One of the companies proving that notion is Burlington, MA’s Acquia. Founded in 2007, Acquia offers a wide range of software and IT services to help businesses build and run their own websites using Drupal, a free, open-source content management system.
And as of today, the startup has another $30 million in venture capital to fuel its growth. The round was led by Investor Growth Capital, a new investor, and also included Goldman Sachs, Accolade Partners, and Acquia’s previous investors, North Bridge Venture Partners, Sigma Partners, and Tenaya Capital.
It’s not the biggest fundraising amount in the world, but there are a couple of things that make this news stand out. For one, Acquia is being billed as a “pre-IPO” company—a deliciously vague term that can mean a hundred things, but with $68.5 million in total capital raised, Acquia certainly points to a future that could very well include the public markets. (It is also now one of the better funded tech firms in Boston.)
Two, the company recently landed at No. 8 overall in this year’s Inc. 500 list, reporting fast growth to $28.1 million in revenue for 2011. Bryan House, Acquia’s vice president of product marketing, says the 250-person company’s revenue has nearly doubled as of the end of September, and should end 2012 at more than $56 million.

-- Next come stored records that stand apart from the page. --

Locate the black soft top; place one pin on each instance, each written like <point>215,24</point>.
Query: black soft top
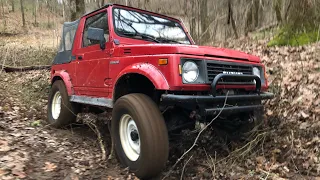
<point>66,43</point>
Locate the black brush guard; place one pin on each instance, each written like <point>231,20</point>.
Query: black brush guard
<point>213,104</point>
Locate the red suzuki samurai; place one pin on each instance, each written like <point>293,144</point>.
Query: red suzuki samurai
<point>148,70</point>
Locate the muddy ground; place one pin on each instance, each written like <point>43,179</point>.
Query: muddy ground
<point>287,148</point>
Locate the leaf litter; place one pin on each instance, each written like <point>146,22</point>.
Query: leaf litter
<point>287,148</point>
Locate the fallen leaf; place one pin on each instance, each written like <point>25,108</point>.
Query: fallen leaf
<point>4,146</point>
<point>304,115</point>
<point>49,167</point>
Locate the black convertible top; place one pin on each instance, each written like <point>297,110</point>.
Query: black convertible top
<point>66,43</point>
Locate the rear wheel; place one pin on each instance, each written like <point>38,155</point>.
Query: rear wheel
<point>61,112</point>
<point>140,135</point>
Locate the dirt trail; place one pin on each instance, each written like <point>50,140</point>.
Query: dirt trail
<point>32,150</point>
<point>288,148</point>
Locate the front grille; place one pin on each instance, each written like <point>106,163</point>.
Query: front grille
<point>214,68</point>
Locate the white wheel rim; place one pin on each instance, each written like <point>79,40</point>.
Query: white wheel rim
<point>129,137</point>
<point>56,105</point>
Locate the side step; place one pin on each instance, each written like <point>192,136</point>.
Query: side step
<point>105,102</point>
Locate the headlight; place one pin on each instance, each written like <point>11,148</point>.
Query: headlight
<point>190,71</point>
<point>256,71</point>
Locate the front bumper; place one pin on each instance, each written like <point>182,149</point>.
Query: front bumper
<point>234,103</point>
<point>212,104</point>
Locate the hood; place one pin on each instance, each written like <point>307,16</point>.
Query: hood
<point>206,51</point>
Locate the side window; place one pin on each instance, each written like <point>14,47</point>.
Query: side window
<point>97,21</point>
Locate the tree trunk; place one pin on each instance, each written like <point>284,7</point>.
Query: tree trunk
<point>3,16</point>
<point>231,20</point>
<point>80,9</point>
<point>22,14</point>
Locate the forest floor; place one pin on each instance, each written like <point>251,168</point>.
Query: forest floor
<point>287,148</point>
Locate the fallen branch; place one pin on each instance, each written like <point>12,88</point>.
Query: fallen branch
<point>196,140</point>
<point>181,178</point>
<point>23,68</point>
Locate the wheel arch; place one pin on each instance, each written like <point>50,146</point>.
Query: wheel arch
<point>64,76</point>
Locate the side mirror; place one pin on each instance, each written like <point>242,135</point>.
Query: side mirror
<point>97,34</point>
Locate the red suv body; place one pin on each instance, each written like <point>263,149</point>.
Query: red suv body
<point>116,51</point>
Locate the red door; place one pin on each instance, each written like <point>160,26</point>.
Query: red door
<point>92,62</point>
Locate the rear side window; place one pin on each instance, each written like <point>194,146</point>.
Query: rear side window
<point>97,21</point>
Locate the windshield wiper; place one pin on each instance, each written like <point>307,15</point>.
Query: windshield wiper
<point>163,40</point>
<point>143,36</point>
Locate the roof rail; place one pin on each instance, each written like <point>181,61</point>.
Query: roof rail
<point>105,6</point>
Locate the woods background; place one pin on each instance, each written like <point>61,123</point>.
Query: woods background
<point>207,20</point>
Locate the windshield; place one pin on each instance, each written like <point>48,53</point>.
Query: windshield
<point>133,24</point>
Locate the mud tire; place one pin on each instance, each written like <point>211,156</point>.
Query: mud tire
<point>153,135</point>
<point>68,110</point>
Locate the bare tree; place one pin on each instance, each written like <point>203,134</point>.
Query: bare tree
<point>35,7</point>
<point>3,16</point>
<point>22,14</point>
<point>231,19</point>
<point>79,9</point>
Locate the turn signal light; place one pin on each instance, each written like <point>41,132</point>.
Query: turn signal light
<point>163,61</point>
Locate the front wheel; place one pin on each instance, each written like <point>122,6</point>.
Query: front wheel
<point>61,112</point>
<point>140,135</point>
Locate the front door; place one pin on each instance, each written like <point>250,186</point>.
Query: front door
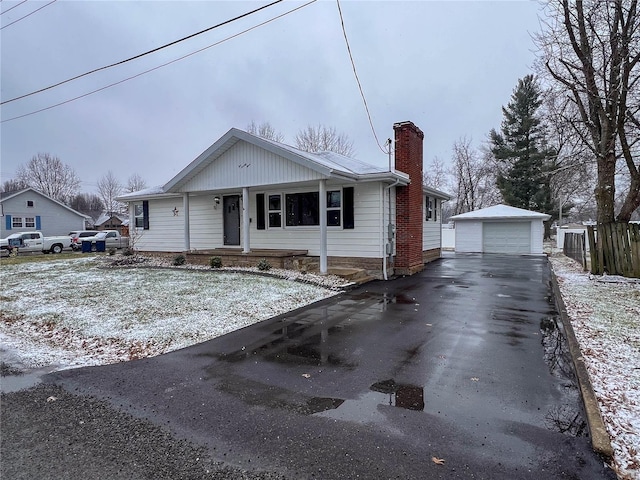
<point>231,205</point>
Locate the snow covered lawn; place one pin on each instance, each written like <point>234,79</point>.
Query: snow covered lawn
<point>605,314</point>
<point>70,313</point>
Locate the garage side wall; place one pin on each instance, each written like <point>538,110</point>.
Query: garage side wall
<point>537,236</point>
<point>469,236</point>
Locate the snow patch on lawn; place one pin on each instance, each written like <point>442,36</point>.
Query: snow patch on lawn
<point>605,314</point>
<point>72,313</point>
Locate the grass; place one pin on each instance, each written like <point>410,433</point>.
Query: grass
<point>68,311</point>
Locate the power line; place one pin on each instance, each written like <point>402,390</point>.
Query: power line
<point>344,31</point>
<point>135,57</point>
<point>27,15</point>
<point>160,66</point>
<point>11,8</point>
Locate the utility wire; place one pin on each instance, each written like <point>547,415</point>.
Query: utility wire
<point>11,8</point>
<point>159,66</point>
<point>27,15</point>
<point>344,31</point>
<point>135,57</point>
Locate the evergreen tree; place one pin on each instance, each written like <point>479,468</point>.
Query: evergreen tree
<point>522,152</point>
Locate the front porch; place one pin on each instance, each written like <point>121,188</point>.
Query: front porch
<point>297,260</point>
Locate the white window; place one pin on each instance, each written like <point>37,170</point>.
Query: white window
<point>275,211</point>
<point>334,208</point>
<point>138,213</point>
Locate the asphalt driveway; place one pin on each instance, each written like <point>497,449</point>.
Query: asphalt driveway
<point>457,372</point>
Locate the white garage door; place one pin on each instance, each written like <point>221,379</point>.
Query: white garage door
<point>506,237</point>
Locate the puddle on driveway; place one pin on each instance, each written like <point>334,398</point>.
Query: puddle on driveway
<point>19,381</point>
<point>365,409</point>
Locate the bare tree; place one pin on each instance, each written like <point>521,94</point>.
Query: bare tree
<point>322,139</point>
<point>13,186</point>
<point>135,183</point>
<point>573,170</point>
<point>87,203</point>
<point>474,178</point>
<point>108,189</point>
<point>590,52</point>
<point>436,175</point>
<point>265,130</point>
<point>47,174</point>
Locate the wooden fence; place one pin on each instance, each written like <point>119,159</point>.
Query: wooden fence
<point>615,249</point>
<point>574,247</point>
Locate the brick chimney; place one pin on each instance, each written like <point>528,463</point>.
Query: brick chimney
<point>409,199</point>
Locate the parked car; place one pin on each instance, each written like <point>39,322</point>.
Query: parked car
<point>34,242</point>
<point>78,235</point>
<point>112,239</point>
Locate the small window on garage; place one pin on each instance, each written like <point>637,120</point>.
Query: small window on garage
<point>428,206</point>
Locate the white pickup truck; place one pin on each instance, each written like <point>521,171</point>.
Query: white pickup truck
<point>112,239</point>
<point>34,242</point>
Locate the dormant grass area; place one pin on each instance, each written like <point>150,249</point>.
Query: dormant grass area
<point>605,314</point>
<point>75,312</point>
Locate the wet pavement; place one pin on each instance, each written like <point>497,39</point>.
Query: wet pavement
<point>464,362</point>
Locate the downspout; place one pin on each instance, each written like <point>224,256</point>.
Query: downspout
<point>246,242</point>
<point>389,225</point>
<point>187,228</point>
<point>389,237</point>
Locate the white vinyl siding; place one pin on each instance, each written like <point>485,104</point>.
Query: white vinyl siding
<point>248,165</point>
<point>166,231</point>
<point>431,228</point>
<point>46,215</point>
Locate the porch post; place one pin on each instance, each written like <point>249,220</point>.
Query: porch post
<point>187,233</point>
<point>246,248</point>
<point>323,226</point>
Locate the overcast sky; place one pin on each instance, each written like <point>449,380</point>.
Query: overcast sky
<point>447,66</point>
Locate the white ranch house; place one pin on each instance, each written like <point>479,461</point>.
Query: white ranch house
<point>247,197</point>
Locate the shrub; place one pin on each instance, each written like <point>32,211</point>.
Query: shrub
<point>264,265</point>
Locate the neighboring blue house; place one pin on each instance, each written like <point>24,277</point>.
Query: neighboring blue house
<point>29,210</point>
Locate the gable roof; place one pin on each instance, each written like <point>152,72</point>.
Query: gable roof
<point>9,195</point>
<point>501,212</point>
<point>329,164</point>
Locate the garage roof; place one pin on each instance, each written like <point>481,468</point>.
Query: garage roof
<point>501,212</point>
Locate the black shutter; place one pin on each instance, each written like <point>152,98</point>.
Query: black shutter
<point>347,208</point>
<point>260,216</point>
<point>145,214</point>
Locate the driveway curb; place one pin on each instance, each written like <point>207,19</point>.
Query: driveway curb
<point>600,440</point>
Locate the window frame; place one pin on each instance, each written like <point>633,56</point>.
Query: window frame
<point>277,212</point>
<point>429,208</point>
<point>334,209</point>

“I think the long-term vision for us is to build a very large, successful company in the Boston area,” House says. “There was a period of time there, sort of a fallow period of time in the Boston area, for great young tech companies. Obviously that has changed.”
Acquia follows a general playbook used by other companies seeking to commercialize an open-source technology. On the IT operations side, I’m reminded of Seattle-based Opscode, another well-funded, fast-growing company that commercializes the Chef open-source software.
That playbook includes having a very close tie to the underlying technology—in Acquia’s case, it’s founder Dries Buytaert, the original author of Drupal. The company remains committed to sponsoring development of the open-source content management system it’s based on, with House telling me that a team working under Buytaert is developing some advanced page-editing tools that it hopes will be included in the upcoming release of Drupal 8.
Acquia’s business is charging subscription rates for software services that help website publishers use the Drupal system to run their own websites—technical support, Web hosting, and tools to build and improve websites of many kinds. Acquia has racked up plenty of notable customers, including Twitter, eBay, Warner Music, The Economist, Duke University, and the New York State Senate.
So yes, there’s plenty of life left in the website. And if Acquia gets its way, that growth will help establish it as one of the anchors of the new Boston tech scene. “There’s so much happening here from the technology and the entreprenerurial, new startup phase,” House says. “We want to be a leader in the next generation.”